Mbrady, this is what we call a Zombie thread. I was going to make one of my normal wise azz comments, but I could feel the pain you are going thru. I suggest you start your own thread, I would also suggest you see someone about your emotional state. You cannot change the past, but you can change your future. Good luck my friend.


----------



## manfromlamancha (Jul 4, 2013)

*Re: What a MESS I created, I cheated on my Beautiful wife !!! HELP*

OK - warning - this is going to be harsh so stop reading if you think you can't take it:


You are a bad person. Pure and simple. You have come here whimpering because you got caught and you might lose your family. You want it all. To be able to fvck other women and still have your family. But you got caught! You are weak and pretty pathetic and the real truth is that your wife and kids would be better off without you. That is the truth. She should be able to find someone who is better for her and her kids.


You are also a weak person. Your wife is the strong one. Be sure that she doesn't depend on you and doesn't really need you. You would like to think that, though. She chose to be a stay at home mum to take care of your kids - not because she couldn't go out there and earn a living and support her kids. The fact that you said "she depends on me" is narcissistic and a lie. If she went out into the workplace, she would be OK. You, on the other hand, do need her to feed your ego etc. So stop thinking she needs you.


You are a vain person. Videoing the act with a POSOW is an act of vanity and disrespect. 


So I cannot see why any good woman would want to be with you. Yet for some reason, your wife couldn't see through all this and married you. Go figure!


Now … to the real matter in hand. Your wife will be fine if she gets out of this mess of a marriage - I have no doubt about that. And the kids will be OK too. However, it sounds like you want to fix yourself but are not saying that outright. Its you who needs help and maybe even pity because you are weak and immoral. To fix this you need to be genuinely remorseful, take your lumps like a man, stop whining and crying and snivelling as others have told you. And then try and be a half decent partner to whoever you end up with going forward. Focus on becoming a better person - really and truly.


----------



## LucasJackson (May 26, 2016)

*Re: What a MESS I created, I cheated on my Beautiful wife !!! HELP*

@Mbrady321,

As much pain as you've caused yourself it's nothing, not even 1/1000th the severity of the pain your loyal wife felt when you crapped all over her and your marriage. Your pain is self-inflicted and deserved. Hers wasn't.

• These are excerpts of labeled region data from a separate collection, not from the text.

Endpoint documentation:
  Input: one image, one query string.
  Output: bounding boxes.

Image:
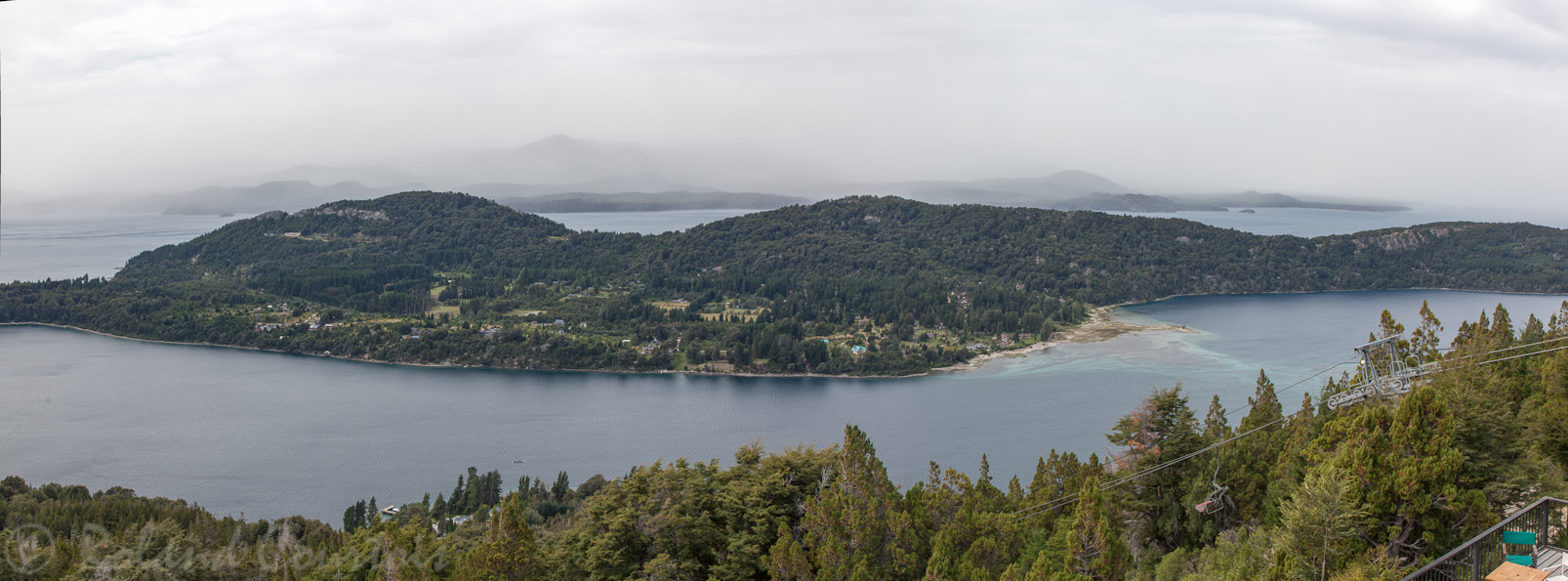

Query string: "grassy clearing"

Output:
[425,305,463,315]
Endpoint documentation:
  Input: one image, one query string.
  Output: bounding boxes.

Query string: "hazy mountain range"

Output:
[15,135,1405,214]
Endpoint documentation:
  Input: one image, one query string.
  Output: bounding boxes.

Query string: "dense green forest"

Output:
[0,191,1568,375]
[0,303,1568,581]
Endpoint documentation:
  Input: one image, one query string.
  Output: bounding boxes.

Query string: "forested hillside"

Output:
[0,303,1568,581]
[0,191,1568,375]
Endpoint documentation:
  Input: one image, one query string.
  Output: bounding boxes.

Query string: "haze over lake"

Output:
[0,210,1568,521]
[0,291,1568,521]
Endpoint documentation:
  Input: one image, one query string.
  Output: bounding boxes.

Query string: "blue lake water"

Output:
[0,207,1568,523]
[0,291,1568,523]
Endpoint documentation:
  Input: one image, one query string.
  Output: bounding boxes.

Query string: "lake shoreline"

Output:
[0,302,1196,380]
[9,287,1560,380]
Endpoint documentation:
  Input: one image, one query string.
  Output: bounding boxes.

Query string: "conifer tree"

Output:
[452,495,551,581]
[802,426,921,581]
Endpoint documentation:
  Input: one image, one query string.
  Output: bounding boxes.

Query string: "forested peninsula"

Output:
[0,191,1568,375]
[0,303,1568,581]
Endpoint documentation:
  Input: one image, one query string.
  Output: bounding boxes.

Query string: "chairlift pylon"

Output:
[1325,333,1438,408]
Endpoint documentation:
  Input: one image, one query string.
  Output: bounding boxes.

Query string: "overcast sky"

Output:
[0,0,1568,206]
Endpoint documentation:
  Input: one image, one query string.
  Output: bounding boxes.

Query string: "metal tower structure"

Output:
[1328,333,1438,408]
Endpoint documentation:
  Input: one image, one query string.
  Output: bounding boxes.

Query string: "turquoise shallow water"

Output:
[0,291,1568,521]
[0,210,1568,521]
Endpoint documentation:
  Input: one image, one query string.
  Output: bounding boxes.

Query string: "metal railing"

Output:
[1400,496,1568,581]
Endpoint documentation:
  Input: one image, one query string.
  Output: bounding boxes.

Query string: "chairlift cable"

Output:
[1012,361,1355,519]
[1012,338,1568,519]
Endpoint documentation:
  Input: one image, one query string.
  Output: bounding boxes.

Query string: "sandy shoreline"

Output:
[0,303,1196,379]
[931,303,1198,372]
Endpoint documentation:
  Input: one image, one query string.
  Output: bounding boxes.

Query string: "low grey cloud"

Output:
[0,0,1568,204]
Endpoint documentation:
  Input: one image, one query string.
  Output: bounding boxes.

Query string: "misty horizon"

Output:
[0,0,1568,210]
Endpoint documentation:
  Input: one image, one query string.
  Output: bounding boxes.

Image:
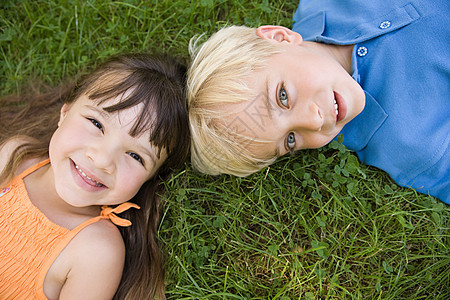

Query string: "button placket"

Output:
[356,46,368,57]
[378,21,391,29]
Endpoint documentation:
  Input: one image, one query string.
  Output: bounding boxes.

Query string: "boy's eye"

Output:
[286,132,295,151]
[87,118,103,132]
[127,152,144,165]
[278,86,289,107]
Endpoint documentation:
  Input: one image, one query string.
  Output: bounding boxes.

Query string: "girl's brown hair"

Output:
[0,54,190,299]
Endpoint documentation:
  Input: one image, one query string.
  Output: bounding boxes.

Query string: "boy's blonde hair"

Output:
[187,26,280,176]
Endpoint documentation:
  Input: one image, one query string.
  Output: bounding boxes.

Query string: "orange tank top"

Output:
[0,159,139,299]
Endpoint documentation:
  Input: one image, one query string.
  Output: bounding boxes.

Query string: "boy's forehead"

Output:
[218,91,276,158]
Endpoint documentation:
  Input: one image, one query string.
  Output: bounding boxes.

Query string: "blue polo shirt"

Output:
[293,0,450,204]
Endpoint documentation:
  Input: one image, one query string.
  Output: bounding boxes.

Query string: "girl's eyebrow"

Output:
[85,104,158,163]
[85,104,111,119]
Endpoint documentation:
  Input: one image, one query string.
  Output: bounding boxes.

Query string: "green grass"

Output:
[0,0,450,299]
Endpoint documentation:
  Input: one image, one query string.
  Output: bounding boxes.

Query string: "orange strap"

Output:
[34,202,140,296]
[97,202,140,227]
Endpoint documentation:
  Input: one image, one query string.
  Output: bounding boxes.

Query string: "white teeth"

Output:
[75,165,103,186]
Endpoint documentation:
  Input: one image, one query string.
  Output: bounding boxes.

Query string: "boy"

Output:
[188,0,450,203]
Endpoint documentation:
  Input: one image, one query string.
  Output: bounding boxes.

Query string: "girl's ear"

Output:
[58,103,70,127]
[256,25,303,45]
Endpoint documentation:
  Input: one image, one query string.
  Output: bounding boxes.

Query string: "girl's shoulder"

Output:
[44,220,125,299]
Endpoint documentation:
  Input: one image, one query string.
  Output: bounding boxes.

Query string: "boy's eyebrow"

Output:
[264,78,272,120]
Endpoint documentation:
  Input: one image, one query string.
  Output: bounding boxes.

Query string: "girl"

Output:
[0,54,189,299]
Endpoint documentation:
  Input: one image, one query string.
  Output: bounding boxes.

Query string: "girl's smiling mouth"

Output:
[72,160,106,188]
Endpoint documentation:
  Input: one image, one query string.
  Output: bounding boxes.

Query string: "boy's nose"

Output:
[296,103,324,131]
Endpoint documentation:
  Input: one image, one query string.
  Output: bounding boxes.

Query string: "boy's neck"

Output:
[303,41,354,74]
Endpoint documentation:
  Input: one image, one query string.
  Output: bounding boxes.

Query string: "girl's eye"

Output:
[87,118,103,132]
[286,132,295,151]
[127,152,144,165]
[278,86,289,107]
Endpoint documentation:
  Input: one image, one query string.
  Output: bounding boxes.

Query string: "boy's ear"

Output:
[256,25,303,45]
[58,103,70,127]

If you want any sympathy for what you've done, you should head over to loveshack or survivinginfidelity.


----------



## aine (Feb 15, 2014)

*Re: What a MESS I created, I cheated on my Beautiful wife !!! HELP*

MBrady is never coming back I suspect


----------



## EleGirl (Dec 3, 2011)

I moved MBrady's post and the replies off of a zombie thread. So now he has his own thread.


----------



## VladDracul (Jun 17, 2016)

*Re: What a MESS I created, I cheated on my Beautiful wife !!! HELP*



aine said:


> MBrady is never coming back I suspect


If he was here expecting folks to powder his behind and tell him he's really a good boy, its like LucasJ said, he's at the wrong place.


----------



## becareful2 (Jul 8, 2016)

He's in the same boat as the wayward wife who came here to make one post and disappeared. She, too, cheated on her husband with a neighbor and when her husband tried to fight for their marriage and told her she was in the fog of the affair, she became hardened at his pleas. They ended up divorced and her husband gave up and moved on. Things didn't work out with her and the neighbor, and he dumped her. The fog lifted and she begged her husband for another chance, but he said he'd rather take his chance with the new girlfriend. Both she and the OP got ran over by the karma bus, and rightfully so. We reap what we sow. People who think they deserve to be happy even if it means they cheat on their partner to attain that happiness have a lot of growing up to do.


----------



## rockon (May 18, 2016)

becareful2 said:


> He's in the same boat as the wayward wife who came here to make one post and disappeared. She, too, cheated on her husband with a neighbor and when her husband tried to fight for their marriage and told her she was in the fog of the affair, she became hardened at his pleas. They ended up divorced and her husband gave up and moved on. Things didn't work out with her and the neighbor, and he dumped her. The fog lifted and she begged her husband for another chance, but he said he'd rather take his chance with the new girlfriend. Both she and the OP got ran over by the karma bus, and rightfully so. We reap what we sow. People who think they deserve to be happy even if it means they cheat on their partner to attain that happiness have a lot of growing up to do.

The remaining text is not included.